Section A: Investigating Hemoglobin

1. View the PDB file for human Hemoglobin (1GZX)

In a terminal window, type chimera. This is a newer, larger program than e.g. RasMol, and will take much longer to start running. You can drag the bottom right corner of the Chimera window to expand the window size to something comfortable for you.

Now, automatically fetch the structure of hemoglobin from the Protein Data Bank.

  1. File -> Fetch by ID -> Type 1GZX -> Fetch

  2. Rotate the structure with the left mouse button (button 1)

  3. Translate (move) the structure with the middle mouse button (button 2)

  4. Zoom in on the structure with the right mouse (button 3)

Here, we start with a PDB code we already know. Usually, we don't know that beforehand, so you would go to rcsb.org and search for your protein of interest.

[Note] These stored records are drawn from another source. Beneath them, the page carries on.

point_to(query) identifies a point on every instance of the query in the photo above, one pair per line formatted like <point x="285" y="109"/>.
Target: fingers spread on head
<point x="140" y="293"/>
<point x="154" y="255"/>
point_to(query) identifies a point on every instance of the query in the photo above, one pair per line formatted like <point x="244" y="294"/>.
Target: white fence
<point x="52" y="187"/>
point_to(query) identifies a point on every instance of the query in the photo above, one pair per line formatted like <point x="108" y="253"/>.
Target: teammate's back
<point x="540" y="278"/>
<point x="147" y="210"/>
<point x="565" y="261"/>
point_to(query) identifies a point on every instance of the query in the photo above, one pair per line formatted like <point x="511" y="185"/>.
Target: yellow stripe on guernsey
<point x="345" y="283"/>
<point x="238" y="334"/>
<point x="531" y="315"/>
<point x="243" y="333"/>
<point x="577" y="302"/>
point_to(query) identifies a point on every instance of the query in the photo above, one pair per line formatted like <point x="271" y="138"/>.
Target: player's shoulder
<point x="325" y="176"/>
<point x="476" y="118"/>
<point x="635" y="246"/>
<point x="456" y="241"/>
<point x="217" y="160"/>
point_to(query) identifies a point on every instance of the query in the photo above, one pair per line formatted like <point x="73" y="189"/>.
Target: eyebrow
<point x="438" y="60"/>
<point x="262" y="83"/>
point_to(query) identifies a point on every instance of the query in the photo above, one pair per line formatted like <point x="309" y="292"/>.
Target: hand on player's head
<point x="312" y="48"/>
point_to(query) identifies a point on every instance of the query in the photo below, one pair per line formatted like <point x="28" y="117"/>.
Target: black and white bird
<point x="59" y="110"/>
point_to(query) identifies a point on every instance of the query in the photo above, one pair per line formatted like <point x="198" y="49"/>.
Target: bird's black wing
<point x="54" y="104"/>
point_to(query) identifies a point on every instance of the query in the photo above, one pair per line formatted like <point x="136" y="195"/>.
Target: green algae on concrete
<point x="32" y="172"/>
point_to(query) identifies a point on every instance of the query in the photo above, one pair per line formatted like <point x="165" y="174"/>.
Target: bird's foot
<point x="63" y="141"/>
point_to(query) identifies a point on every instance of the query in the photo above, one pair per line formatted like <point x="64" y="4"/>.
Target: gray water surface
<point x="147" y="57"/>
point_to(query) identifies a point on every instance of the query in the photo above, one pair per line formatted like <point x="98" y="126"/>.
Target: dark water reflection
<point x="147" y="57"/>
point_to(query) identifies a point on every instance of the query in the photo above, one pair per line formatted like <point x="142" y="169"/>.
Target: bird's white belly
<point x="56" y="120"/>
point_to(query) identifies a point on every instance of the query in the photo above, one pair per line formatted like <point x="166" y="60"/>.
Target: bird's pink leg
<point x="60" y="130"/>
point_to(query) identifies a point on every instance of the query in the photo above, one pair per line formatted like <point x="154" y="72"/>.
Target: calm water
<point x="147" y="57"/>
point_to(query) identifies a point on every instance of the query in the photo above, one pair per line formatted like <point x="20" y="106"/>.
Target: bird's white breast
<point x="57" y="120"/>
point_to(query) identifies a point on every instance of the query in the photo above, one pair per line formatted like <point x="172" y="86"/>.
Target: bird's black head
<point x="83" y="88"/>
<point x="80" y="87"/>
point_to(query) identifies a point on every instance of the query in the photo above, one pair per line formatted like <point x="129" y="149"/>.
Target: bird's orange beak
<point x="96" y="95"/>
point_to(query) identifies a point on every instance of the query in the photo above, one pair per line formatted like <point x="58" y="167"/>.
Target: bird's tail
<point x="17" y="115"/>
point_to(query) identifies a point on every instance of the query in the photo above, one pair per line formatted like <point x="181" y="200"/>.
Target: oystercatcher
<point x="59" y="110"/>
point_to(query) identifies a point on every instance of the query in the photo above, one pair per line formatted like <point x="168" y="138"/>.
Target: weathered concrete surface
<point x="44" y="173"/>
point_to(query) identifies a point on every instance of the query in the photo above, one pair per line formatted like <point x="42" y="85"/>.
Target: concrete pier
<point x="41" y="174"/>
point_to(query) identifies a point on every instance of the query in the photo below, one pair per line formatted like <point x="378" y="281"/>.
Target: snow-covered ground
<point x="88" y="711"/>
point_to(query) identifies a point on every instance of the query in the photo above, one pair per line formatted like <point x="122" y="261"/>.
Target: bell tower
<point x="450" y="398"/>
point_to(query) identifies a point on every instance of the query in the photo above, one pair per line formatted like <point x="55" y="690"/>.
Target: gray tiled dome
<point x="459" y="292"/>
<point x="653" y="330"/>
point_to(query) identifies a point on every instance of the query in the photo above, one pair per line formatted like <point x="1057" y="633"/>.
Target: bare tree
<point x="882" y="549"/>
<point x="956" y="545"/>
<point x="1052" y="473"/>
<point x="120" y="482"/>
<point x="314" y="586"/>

If you haven't done this before, go there and examine the "Molecule of the Month" entry for hemoglobin.

2. Highlight and color individual protein chains

Tools -> Depiction -> Rainbow -> Chain

3. Color the heme cofactors using the Chimera command line

(if the command line is not visible at the bottom of the window, choose Favorites -> Command Line)

  1. command> color purple #0:HEM

  2. command> color orange #0:HEM@FE

You'll want to learn the syntax used for specifying selections:

#[model number]:[residue name or number]@[atom name]

Further details can be found under atom specification on this page (it's not a bad idea to keep this page open while working in Chimera):

http://www.cgl.ucsf.edu/chimera/docs/UsersGuide/framecore.html

4. Display heme atoms (and NOT the Fe atoms) as type ‘ball & stick’

  1. Select -> Residue-> HEM

  2. Shift+Ctrl+click on Fe atoms to deselect just the iron atoms.

    (A Ctrl+click on the background will deselect everything.)

  3. Actions -> Atoms/Bonds -> ball and stick

5. Focus on the heme binding site of hemoglobin Chain B

  1. Ctrl+click on any atom of the heme to select it (Hover over different hemes to determine which is chain B)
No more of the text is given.